И вот все это поколение стало бояться человека, который «знает, как надо». Все уже сыты утопиями, надоело строить Беломорканалы, не хотим говорить прямо, потому что мы этого боимся. Возникла целая система отказа от прямой речи. Нет, произнесенное, скажем, Бойсом или Кристо, — это вообще кавычки, в которых ничего нет. Это торжество рефлексий над самой речью. Создалась некая конструкция отказа от прямой речи. И я думаю, что как раз в условиях, когда тотально попрана человеческая независимость, в обществе возник такой дефицит прямой речи, дефицит твердого, честного и настаивающего на своем слове обращения. Мне кажется, что это сплошное «нет», которое все еще произносит искусство, выглядит просто коллаборационизмом, и единственная возможная позиция в этих условиях — это позиция прямой речи. А что касается меня, то я всегда хотел говорить и искал слова, и мне подчас было все равно, как говорить, важнее было, что говорить. Постепенно я старался говорить точнее и точнее и сейчас стараюсь.

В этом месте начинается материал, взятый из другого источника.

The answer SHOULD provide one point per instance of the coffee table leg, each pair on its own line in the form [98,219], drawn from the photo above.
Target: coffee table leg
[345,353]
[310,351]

— Меня несколько смущает твое утверждение, что тебе все равно, как говорить. Может быть, именно поэтому и есть, наверное, смысл в сравнении тебя с экспрессионистами (хотя ты отрицаешь такое сравнение) — ведь для них тоже важен был сам смысл высказывания. Тем не менее не кажется ли тебе, что от восприятия формы как элемента вторичного может теряться сама острота высказывания! Впрочем, во мне говорит, наверное, искусствоведческий консерватизм…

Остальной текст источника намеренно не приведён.